A cmentarz z IWŚ w Januszkowicach - wow...
Miałem m.in. dwie dniówki po cmentarzach z I w. św. Każdy dzień po ok. 30 cmentarzy wojennych. Jeden właśnie po wspomnianych okolicach Tarnowa (i okolic na pn. i zach. od Tarnowa). Drugi, to okolice wspomnianych Pilzna, Brzostka i okolic na południe.
Był m.in. wspomniany cm.w. 217 Januszkowicach.

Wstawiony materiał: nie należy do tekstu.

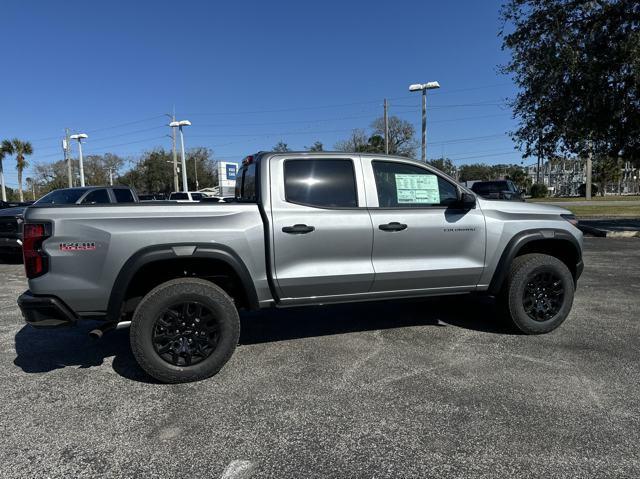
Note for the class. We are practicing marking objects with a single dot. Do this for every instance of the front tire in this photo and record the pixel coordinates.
(539, 293)
(184, 330)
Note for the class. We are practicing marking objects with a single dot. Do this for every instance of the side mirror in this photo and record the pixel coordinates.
(467, 200)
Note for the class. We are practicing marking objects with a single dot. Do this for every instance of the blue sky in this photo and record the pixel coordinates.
(248, 74)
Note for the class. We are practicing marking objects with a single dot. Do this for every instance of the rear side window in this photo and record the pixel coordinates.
(321, 183)
(401, 185)
(96, 197)
(246, 184)
(123, 195)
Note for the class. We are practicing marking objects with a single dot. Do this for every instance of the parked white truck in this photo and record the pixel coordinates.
(304, 228)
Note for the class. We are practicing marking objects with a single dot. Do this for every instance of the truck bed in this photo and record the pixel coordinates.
(87, 239)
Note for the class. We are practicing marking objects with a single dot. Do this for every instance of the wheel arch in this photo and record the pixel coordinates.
(554, 242)
(178, 253)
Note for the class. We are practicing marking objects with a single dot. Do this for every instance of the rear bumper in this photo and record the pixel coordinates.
(45, 311)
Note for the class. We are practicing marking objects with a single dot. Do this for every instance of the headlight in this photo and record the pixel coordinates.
(571, 219)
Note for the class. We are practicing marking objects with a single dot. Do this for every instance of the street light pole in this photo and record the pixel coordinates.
(180, 124)
(80, 137)
(423, 87)
(176, 185)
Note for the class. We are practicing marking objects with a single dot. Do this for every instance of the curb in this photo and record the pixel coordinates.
(602, 233)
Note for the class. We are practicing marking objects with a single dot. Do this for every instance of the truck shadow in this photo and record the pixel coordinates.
(42, 351)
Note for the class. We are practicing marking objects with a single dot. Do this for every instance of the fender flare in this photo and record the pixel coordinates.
(522, 238)
(166, 251)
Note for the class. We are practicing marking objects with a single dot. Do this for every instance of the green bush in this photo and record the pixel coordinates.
(539, 190)
(582, 190)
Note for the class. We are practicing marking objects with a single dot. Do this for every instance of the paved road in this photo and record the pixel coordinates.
(434, 388)
(611, 203)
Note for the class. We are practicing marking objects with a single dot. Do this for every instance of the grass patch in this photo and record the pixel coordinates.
(604, 211)
(593, 198)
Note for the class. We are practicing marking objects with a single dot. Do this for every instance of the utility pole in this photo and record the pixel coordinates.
(176, 186)
(424, 87)
(179, 125)
(386, 128)
(588, 172)
(424, 125)
(195, 170)
(67, 157)
(539, 157)
(80, 137)
(4, 191)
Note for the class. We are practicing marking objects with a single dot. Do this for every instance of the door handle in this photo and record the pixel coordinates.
(393, 226)
(298, 229)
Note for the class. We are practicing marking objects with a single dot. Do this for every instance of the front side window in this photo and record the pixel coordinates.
(246, 184)
(321, 183)
(123, 195)
(96, 197)
(400, 185)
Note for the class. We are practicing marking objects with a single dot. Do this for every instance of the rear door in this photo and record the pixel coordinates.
(422, 241)
(322, 232)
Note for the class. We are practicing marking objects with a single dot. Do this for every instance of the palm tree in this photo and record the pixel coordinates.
(20, 149)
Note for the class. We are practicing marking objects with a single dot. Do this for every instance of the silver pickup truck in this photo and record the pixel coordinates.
(304, 229)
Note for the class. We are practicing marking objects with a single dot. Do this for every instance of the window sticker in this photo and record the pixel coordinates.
(417, 189)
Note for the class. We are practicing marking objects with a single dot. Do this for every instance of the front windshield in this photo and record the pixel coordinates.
(67, 196)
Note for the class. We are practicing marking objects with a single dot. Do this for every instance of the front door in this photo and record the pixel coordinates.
(421, 241)
(322, 233)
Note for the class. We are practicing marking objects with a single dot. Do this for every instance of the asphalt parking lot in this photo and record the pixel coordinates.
(432, 388)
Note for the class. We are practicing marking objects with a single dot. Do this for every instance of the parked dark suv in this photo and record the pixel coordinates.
(497, 190)
(11, 218)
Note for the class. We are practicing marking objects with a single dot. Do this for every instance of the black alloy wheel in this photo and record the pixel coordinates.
(543, 296)
(186, 333)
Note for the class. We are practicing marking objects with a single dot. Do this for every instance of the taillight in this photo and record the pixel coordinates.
(36, 261)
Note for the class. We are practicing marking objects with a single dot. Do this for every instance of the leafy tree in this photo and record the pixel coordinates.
(152, 173)
(401, 136)
(445, 165)
(577, 69)
(317, 146)
(539, 190)
(20, 149)
(478, 171)
(357, 142)
(519, 177)
(281, 147)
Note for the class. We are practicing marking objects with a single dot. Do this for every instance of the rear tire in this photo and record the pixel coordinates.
(538, 293)
(184, 330)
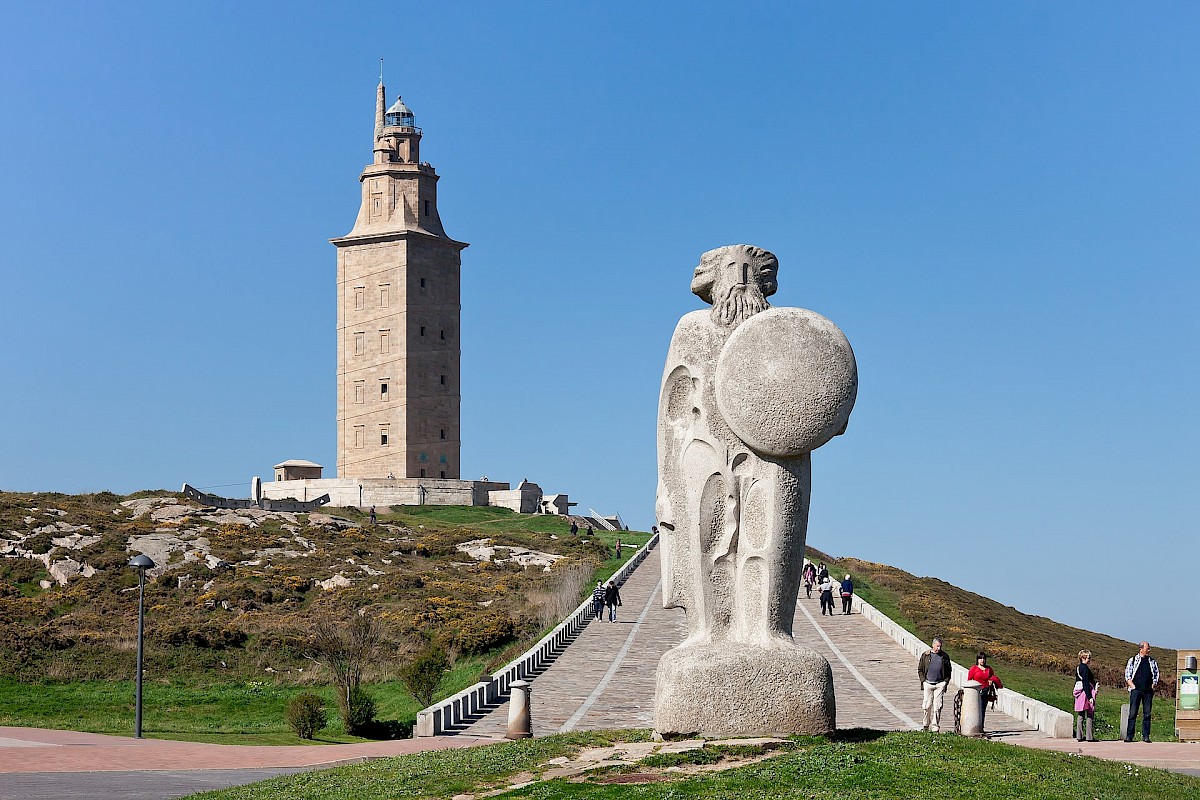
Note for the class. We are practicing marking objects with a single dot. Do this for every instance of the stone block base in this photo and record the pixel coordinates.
(732, 689)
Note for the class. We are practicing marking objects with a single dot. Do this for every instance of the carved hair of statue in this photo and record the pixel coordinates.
(736, 281)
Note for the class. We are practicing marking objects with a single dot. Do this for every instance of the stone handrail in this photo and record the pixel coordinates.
(456, 710)
(1054, 722)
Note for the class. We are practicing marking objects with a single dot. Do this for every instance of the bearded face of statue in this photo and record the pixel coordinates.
(736, 281)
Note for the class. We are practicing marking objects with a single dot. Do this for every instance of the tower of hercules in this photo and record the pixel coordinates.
(397, 317)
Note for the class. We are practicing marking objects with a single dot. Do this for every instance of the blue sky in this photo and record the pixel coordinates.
(997, 205)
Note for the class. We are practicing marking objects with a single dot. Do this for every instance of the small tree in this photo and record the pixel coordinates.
(306, 715)
(424, 673)
(346, 649)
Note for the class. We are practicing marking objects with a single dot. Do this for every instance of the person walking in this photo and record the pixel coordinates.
(1085, 697)
(934, 671)
(612, 599)
(826, 596)
(1141, 678)
(989, 684)
(598, 596)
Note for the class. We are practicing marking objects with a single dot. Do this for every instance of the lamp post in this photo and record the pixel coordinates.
(141, 563)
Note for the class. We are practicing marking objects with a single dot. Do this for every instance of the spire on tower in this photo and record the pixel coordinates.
(381, 102)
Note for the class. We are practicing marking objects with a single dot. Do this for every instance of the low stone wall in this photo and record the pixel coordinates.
(1054, 722)
(473, 701)
(385, 492)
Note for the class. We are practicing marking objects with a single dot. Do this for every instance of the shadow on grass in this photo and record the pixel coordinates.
(857, 735)
(384, 729)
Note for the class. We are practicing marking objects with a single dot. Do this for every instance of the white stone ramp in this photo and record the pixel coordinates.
(605, 679)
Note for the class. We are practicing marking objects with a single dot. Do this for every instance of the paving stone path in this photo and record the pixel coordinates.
(605, 679)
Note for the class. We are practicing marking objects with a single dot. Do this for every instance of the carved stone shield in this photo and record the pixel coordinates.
(786, 382)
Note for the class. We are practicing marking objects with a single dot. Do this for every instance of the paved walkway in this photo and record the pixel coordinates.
(36, 750)
(160, 785)
(606, 678)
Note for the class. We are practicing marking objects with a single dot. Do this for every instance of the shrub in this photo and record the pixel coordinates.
(306, 715)
(424, 673)
(357, 711)
(484, 632)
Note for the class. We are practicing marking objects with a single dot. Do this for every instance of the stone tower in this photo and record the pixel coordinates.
(397, 317)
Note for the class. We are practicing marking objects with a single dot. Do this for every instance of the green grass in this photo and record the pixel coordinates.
(858, 765)
(222, 713)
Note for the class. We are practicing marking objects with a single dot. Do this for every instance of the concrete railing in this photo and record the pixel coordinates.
(1054, 722)
(474, 701)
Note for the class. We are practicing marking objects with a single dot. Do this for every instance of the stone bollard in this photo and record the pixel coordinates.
(971, 725)
(520, 723)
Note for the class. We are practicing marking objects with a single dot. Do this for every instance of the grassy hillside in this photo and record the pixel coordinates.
(235, 593)
(1033, 655)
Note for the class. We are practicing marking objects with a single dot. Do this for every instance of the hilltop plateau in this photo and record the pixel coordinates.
(235, 594)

Odp: Beskid Niski (rowerowo) sercu bliski
Cytat:
Zamieszczone przez
Petefijalkowski
jadę znanym wariantem przez Chańczową
Popraw sobie ortografię - pisze się jak "Hańczę".
Cytat:
Zamieszczone przez
Petefijalkowski
pora ruszać w kierunku Wahalowskiego Wierchu oraz Czystogarbu.

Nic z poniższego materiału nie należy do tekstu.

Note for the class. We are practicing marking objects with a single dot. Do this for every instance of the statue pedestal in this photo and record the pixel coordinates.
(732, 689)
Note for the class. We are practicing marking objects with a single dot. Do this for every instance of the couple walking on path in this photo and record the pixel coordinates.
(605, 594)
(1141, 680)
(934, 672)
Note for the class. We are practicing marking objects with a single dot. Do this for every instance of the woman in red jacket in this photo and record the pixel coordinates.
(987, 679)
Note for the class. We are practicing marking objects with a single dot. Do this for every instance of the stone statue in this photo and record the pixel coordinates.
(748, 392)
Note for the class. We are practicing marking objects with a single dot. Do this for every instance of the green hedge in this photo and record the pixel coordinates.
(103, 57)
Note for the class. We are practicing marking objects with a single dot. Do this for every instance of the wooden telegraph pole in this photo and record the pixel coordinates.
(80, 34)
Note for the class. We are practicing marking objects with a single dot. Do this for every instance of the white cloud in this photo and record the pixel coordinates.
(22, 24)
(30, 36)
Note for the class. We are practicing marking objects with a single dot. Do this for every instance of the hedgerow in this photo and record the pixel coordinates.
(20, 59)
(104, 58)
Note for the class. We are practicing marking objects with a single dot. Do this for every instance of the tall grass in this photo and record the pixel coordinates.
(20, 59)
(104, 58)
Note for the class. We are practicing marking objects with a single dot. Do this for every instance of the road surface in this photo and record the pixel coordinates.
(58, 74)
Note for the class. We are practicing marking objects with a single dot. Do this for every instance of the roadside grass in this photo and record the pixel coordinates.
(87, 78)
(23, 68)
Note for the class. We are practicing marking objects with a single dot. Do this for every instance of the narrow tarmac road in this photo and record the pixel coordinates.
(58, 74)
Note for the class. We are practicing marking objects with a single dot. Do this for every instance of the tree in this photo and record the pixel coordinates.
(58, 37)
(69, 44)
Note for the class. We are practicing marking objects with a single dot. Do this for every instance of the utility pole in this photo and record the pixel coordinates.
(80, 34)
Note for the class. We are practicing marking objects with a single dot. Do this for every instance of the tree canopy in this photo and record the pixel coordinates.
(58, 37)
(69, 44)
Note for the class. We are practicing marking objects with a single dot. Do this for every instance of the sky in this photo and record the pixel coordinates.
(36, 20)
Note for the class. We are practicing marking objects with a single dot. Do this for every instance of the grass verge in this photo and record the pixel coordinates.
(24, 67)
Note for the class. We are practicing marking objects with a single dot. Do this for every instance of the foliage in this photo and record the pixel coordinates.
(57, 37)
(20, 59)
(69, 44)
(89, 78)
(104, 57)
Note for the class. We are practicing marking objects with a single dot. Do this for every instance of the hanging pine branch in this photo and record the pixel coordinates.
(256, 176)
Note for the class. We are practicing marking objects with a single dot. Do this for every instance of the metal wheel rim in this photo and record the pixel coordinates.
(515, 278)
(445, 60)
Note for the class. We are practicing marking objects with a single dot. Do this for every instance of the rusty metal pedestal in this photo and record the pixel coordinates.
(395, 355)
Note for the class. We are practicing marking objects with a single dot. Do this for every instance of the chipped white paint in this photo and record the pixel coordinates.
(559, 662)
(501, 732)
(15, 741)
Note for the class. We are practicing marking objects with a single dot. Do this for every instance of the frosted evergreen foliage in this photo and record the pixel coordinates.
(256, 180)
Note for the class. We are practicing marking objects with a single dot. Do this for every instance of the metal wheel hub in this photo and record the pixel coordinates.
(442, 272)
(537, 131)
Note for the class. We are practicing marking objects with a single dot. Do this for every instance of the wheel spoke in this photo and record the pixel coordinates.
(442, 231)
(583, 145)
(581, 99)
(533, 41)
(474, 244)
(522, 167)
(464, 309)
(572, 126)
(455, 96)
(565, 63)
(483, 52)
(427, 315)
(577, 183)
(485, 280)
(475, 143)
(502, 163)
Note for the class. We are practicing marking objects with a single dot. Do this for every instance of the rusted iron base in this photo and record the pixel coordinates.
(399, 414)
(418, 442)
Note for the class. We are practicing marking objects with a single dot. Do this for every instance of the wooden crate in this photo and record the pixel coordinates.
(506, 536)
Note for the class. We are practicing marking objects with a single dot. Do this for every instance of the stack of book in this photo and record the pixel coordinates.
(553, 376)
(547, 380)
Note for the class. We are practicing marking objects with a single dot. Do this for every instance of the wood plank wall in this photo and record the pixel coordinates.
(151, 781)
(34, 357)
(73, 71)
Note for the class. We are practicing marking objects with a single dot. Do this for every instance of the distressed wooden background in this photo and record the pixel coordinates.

"Czystohorbu" chyba bardziej swojsko brzmi, bo tak od zawsze wymawiali miejscowi. "Czystogarbem" stał się nie tak dawno, jak Berehy - "Brzegami".
Cytat:
Zamieszczone przez
Petefijalkowski
Na przełęczy Czarne patrzę z lekkim żalem na zarastający krzyż/kapliczkę. Mam po cichu nadzieję że skoro tyle osób bazuje w lecie w Radocynie to ktoś udając się do sklepu w Wyszowatce któregoś razu przytnie kszale. Jak się potem okazało 5miesięcy póżniej - w październiku, nie miałem racji. W sumie ciekawa sprawa co do takich oddolnych akcji odruchów ludzkich by coś od siebie dać, skoro tak mocno się zachwycamy terenami Łemkowszczyzny. Cieikawy temat do dyskusji. Nie ukrywam że mnie trochę natchnęli "koledzy z Czarnego Czeremoszu" którzy chcąc kajakować po ciekawych rzeczkach... No, w skrócie w tym roku zaczęli mocno odgruzowywać ciekawe - perspektywiczne małe rzeczki. Takim przykładem jest bardzo mało znana rzeczka Ljuta pod Ostrą Horą.

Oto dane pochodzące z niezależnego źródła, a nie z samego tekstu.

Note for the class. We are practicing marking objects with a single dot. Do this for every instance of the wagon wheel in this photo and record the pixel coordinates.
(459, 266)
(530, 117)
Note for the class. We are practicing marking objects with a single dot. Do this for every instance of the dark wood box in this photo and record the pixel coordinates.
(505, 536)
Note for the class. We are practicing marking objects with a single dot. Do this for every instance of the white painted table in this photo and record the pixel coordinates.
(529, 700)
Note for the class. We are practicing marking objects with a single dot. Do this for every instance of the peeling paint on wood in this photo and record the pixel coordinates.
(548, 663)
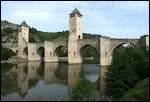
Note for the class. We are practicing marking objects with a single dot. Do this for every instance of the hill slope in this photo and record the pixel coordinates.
(9, 34)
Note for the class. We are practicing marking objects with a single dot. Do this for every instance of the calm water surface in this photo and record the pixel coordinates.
(47, 81)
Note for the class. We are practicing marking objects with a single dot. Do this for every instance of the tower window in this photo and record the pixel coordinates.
(74, 53)
(78, 36)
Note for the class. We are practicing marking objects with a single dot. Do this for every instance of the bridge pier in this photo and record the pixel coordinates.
(105, 58)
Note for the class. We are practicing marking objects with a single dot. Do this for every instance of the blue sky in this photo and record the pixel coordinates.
(123, 19)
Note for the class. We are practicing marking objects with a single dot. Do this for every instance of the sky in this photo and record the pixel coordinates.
(115, 19)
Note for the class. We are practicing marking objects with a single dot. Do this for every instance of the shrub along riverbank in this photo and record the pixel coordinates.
(129, 66)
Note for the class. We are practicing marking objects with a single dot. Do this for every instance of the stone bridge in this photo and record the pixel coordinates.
(48, 50)
(12, 46)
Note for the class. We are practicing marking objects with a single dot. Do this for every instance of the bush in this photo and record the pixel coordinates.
(139, 93)
(128, 67)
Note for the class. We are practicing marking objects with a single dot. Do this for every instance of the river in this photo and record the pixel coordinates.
(36, 81)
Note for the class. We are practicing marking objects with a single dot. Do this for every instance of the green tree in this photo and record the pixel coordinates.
(127, 68)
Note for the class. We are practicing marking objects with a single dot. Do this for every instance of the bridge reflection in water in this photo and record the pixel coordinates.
(53, 81)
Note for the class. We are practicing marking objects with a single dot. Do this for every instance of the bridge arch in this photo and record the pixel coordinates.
(60, 51)
(89, 52)
(113, 49)
(41, 52)
(119, 45)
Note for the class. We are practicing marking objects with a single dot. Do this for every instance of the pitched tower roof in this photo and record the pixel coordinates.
(75, 11)
(24, 24)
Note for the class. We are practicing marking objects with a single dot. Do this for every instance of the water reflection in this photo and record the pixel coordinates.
(51, 81)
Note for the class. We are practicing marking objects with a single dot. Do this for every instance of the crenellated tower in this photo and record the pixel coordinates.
(23, 40)
(75, 33)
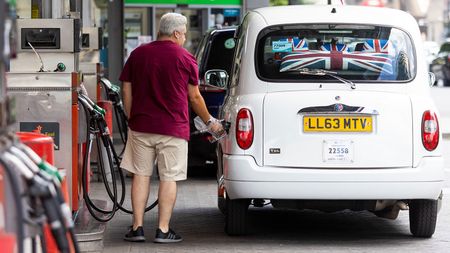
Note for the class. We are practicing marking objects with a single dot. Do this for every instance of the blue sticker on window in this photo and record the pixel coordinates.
(282, 46)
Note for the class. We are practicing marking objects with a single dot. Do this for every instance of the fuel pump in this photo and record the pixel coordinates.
(44, 78)
(90, 65)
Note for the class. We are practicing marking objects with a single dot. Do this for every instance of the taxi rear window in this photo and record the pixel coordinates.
(355, 52)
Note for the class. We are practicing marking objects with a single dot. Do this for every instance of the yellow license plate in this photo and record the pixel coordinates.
(337, 124)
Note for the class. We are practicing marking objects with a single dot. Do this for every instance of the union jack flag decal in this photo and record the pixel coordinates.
(376, 46)
(337, 60)
(334, 47)
(298, 44)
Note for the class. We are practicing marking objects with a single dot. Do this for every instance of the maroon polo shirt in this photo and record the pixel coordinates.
(160, 73)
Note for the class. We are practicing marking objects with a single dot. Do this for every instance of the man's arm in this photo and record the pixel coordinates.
(198, 103)
(126, 95)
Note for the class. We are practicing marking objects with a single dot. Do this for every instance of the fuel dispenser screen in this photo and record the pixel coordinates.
(41, 38)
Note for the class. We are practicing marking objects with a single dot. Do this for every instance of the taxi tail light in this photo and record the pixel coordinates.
(244, 128)
(430, 130)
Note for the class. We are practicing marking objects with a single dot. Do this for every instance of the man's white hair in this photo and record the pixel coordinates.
(171, 22)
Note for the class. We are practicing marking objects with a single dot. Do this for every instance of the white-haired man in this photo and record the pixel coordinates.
(159, 79)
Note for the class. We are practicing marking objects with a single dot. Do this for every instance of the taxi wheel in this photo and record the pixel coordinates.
(423, 217)
(236, 216)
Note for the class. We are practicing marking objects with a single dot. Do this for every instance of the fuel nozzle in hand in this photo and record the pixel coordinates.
(215, 127)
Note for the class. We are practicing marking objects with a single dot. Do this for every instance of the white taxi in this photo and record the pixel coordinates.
(330, 109)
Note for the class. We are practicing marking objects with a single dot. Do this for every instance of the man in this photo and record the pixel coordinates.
(159, 79)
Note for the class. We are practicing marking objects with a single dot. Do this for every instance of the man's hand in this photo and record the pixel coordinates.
(215, 127)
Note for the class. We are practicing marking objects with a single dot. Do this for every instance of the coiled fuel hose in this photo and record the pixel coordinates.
(97, 127)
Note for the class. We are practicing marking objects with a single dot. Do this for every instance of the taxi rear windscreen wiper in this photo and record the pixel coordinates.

Rozwiń temat. Nie krępuj się. Jak tam wyglądało to "mocne odgruzowywanie"?
Odp: Beskid Niski (rowerowo) sercu bliski
W skrocie chlopaki poszli ze sprzetem alpinistycznym i drwalskim w rzeczke i poczyscili z klod, drzew itp itd - zeby mozna bylo przy odpowiednim stanie wody splynac na kajaku gorskim. A ze teren rzeczki gorskiej nie jest latwo dostepny - to sie namachali. Podobnie oddolne dzialania robia ekipy przy wycinkach starych rajsztokow w Gorganach.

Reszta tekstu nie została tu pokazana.